Interpretation: Our results suggest that repeated IA and PLEX might constitute promising therapeutic options in patients with CIDP who do not sufficiently respond to corticosteroids and IVIGs, stabilizing the disease in the majority of patients. However, its invasive nature and significant risk of jugular vein thromboses must be considered. Study limitations include non-randomised group allocation, retrospective collection of data related to preceding treatments, the possibility of sub-optimal treatment pre-baseline, the limited number of patients, and potential interfering elements (such as cross-overs between IA and PLEX) caused by the long observation time. Because of these limitations, study results do not allow a direct comparison of effectiveness between IA and PLEX, and further randomised controlled trials are needed in this regard.
Funding: This was an investigator-initiated study without institutional or industrial funding.
Keywords: CIDP; Chronic inflammatory demyelinating polyneuropathy; Immunoadsorption; Long-term effects.
© 2025 The Authors.
Conflict of interest statement
JD reports research grants from Fresenius Medical Care GmbH, Fresenius Medical Care Deutschland GmbH, Miltenyi Biotec, and Diamed GmbH, as well as personal fees from Fresenius Medical Care GmbH, Fresenius Medical Care Deutschland GmbH, Miltenyi Biotec, Diamed GmbH, and argenx.

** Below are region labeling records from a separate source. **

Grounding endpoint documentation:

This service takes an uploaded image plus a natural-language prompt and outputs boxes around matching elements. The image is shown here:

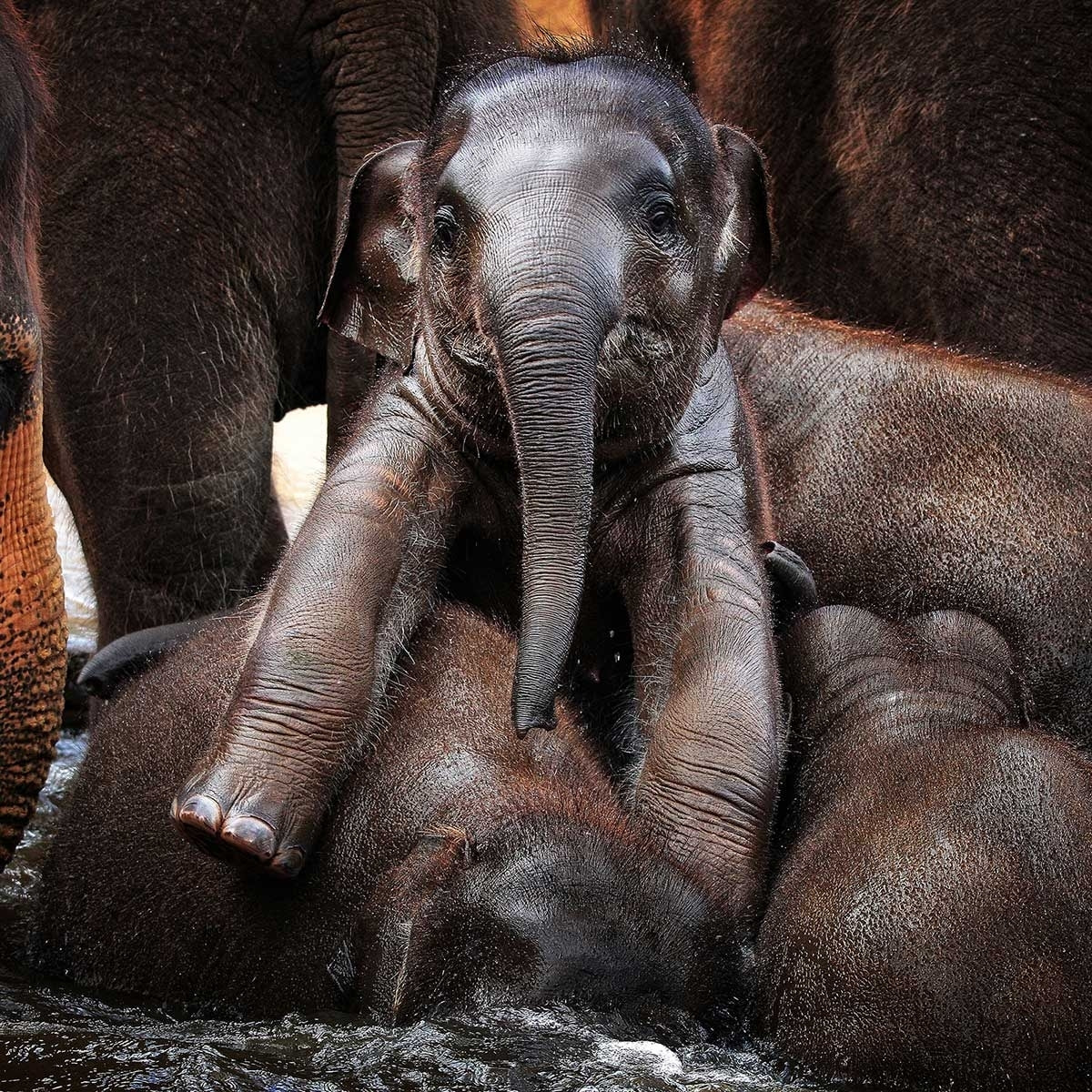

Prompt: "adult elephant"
[25,0,515,642]
[593,0,1092,377]
[0,0,65,868]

ZE reports personal fees from Fresenius Medical Care GmbH. HT reports research and sponsoring grants from Fresenius Medical Care GmbH and Fresenius Medical Care Deutschland GmbH. MS has received honoraria for speaking and/or travel grants from Bayer, Biogen and TEVA and research funding from the Hertha-Nathorff-Program and University of Ulm, none related to this study. AR reports research grants from Deutsche Gesellschaft für Muskelkranke e. V. as well as personal fees from Amicus, Sanofi, Sun Pharmaceuticals, Argenx, Fulcrum, Alexion, outside the submitted work. CH, KK, OS, VR, LJ, LR, MW, TF, SJ, RG, JHW, and BM declare no competing interests.